Housebuilding has already fallen for three consecutive years.

"If housebuilding falls for the next 12 to 18 months, then you're into four or five years. You can't keep those capacity and skills. If, or when, housebuilding starts to recover, where will the skills come from?"

He warned once tradesmen leave construction after years of uncertainty and shrinking workloads, many never come back.

Instead, they retrain, retire or move into other industries, leaving Britain without the workforce needed to build hundreds of thousands of homes.

Professor Francis said ministers had piled so many extra rules, taxes and levies onto developers that viable building sites are simply disappearing.

He said it was not one individual policy causing the damage but the cumulative weight of more than ten separate regulations and charges introduced by different parts of government.

Each one may appear reasonable in isolation, he said, but together they are making many housing developments impossible to build.

Among the mounting burdens are biodiversity rules, nutrient neutrality requirements, tougher building regulations, higher employers' National Insurance contributions, increases in the National Living Wage, the Building Safety Levy, new Future Homes Standards, soaring industrial energy bills and fresh steel import tariffs.

The Home Builders Federation estimates those additional costs now add around £76,000 to the cost of a typical new low-rise home built over the past five years.

Professor Francis said there was no escaping the extra costs.

He said: "The buyer has to pay more. Or, if you destroy site viability, the home doesn't get built."

He also warned the UK is slowly hollowing out its construction industry.

Manufacturers producing bricks, concrete, glass and other essential building materials are mothballing factories or shutting plants altogether after years of falling demand and rising energy costs. Many never reopen.

"There is a long-term gradual hollowing out of manufacturing," he warned.

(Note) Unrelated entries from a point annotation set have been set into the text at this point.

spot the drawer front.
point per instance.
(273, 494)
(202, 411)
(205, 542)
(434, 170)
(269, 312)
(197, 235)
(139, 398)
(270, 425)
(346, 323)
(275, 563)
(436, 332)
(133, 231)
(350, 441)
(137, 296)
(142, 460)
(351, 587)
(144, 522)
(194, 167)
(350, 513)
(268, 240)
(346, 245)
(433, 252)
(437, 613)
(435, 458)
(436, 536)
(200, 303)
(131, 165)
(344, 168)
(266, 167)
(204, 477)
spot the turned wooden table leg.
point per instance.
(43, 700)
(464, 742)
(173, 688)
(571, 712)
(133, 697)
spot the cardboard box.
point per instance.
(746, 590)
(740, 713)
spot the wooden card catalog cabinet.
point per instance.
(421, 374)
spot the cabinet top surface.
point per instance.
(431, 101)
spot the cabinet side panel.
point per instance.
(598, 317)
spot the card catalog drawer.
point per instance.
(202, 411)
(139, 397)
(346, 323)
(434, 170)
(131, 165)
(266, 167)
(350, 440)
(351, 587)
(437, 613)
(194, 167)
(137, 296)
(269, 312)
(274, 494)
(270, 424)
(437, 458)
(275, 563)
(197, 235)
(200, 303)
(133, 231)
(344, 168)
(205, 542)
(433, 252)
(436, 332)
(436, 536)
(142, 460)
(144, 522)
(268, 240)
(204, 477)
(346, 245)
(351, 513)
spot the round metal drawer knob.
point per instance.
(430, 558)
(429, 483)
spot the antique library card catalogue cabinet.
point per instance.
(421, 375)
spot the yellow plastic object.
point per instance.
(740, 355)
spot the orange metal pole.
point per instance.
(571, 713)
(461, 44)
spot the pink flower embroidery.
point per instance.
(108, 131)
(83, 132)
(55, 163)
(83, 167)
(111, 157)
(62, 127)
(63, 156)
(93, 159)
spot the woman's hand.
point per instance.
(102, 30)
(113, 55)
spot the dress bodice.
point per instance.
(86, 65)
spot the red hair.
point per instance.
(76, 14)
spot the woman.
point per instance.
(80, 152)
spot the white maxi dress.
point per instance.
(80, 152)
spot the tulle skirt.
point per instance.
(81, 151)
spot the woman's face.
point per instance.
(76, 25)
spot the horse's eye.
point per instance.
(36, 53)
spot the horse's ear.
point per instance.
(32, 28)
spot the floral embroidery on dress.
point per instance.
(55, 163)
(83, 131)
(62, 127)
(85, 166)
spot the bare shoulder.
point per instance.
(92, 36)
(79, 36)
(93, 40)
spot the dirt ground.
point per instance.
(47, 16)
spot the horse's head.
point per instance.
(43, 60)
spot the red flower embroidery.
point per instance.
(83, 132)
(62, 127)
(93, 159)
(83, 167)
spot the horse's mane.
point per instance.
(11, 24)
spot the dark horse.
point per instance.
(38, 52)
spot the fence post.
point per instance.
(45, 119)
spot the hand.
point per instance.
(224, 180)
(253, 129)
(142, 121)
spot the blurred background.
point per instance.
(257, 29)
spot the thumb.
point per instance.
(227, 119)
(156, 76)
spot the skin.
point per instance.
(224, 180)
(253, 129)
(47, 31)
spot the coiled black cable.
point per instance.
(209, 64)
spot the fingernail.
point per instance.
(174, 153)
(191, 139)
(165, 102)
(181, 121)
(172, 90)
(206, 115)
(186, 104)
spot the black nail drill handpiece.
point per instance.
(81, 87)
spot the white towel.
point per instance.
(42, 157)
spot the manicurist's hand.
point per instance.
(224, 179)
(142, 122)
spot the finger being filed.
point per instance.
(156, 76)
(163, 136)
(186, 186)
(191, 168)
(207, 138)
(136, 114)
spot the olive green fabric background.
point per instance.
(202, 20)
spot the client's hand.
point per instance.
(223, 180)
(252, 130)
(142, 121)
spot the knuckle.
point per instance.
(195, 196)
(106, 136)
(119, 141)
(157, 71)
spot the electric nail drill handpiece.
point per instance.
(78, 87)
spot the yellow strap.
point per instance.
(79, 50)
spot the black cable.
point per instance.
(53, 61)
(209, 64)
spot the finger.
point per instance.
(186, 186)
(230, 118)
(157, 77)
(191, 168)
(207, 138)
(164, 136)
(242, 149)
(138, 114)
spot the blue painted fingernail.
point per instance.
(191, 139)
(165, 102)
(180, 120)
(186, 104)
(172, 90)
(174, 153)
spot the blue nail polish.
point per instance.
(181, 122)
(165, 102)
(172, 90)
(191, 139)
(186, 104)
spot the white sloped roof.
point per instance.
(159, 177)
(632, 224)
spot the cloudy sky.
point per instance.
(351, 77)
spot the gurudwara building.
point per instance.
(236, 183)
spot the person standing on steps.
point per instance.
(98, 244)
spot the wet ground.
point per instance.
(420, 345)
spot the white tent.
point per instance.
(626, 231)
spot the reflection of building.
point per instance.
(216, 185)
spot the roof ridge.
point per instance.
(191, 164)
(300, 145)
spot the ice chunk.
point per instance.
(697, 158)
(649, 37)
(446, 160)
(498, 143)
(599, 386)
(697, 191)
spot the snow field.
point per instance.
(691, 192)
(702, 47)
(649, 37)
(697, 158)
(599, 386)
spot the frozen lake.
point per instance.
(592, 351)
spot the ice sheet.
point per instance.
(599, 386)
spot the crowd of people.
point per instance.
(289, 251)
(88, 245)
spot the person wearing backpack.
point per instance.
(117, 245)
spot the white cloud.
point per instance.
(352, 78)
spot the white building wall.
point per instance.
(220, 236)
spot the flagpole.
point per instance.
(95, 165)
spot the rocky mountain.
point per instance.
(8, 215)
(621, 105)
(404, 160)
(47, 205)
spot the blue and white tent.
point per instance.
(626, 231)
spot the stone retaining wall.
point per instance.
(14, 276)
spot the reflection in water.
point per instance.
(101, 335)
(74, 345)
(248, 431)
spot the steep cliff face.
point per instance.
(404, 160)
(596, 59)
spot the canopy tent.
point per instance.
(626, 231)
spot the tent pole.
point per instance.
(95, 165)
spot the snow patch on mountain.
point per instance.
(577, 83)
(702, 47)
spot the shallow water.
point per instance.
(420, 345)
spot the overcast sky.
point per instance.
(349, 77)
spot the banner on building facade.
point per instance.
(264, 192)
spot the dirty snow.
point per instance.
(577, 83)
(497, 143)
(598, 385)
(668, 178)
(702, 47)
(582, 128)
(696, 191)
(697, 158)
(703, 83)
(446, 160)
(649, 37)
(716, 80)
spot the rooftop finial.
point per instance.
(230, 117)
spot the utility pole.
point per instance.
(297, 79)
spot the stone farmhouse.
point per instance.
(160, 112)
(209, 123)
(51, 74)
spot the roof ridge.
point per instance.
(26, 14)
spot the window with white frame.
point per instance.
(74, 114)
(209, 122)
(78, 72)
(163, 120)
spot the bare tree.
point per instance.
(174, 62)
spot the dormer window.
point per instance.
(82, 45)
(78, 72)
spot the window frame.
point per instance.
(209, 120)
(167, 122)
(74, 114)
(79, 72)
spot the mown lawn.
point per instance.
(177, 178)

Professor Francis said Labour's drive to speed up planning decisions and remove barriers to development would help, but would not solve the crisis because many housing sites simply no longer made financial sense to build.

Instead, the biggest barriers are affordability for buyers in the South and the rising cost of building almost everywhere else.

He called on ministers to help solve the problem by reducing the burden on builders by cutting industrial energy costs and temporarily lowering fuel duty to lower costs across the construction supply chain.

He also called for a temporary loan scheme to help first-time buyers onto the housing ladder and measures to reduce mortgage costs.

Without action, he warned, Labour risks presiding over a construction industry that no longer has the capacity to deliver its biggest election promise.

"The key message is with any issue you want to tackle, you need to understand the side effects and the knock-on impacts," he said.

"The Government, in trying to tackle lots of different specific issues individually, hinders its overall objective."

His forecasts suggest England is on course to deliver around 940,000 net additional homes over the current Parliament.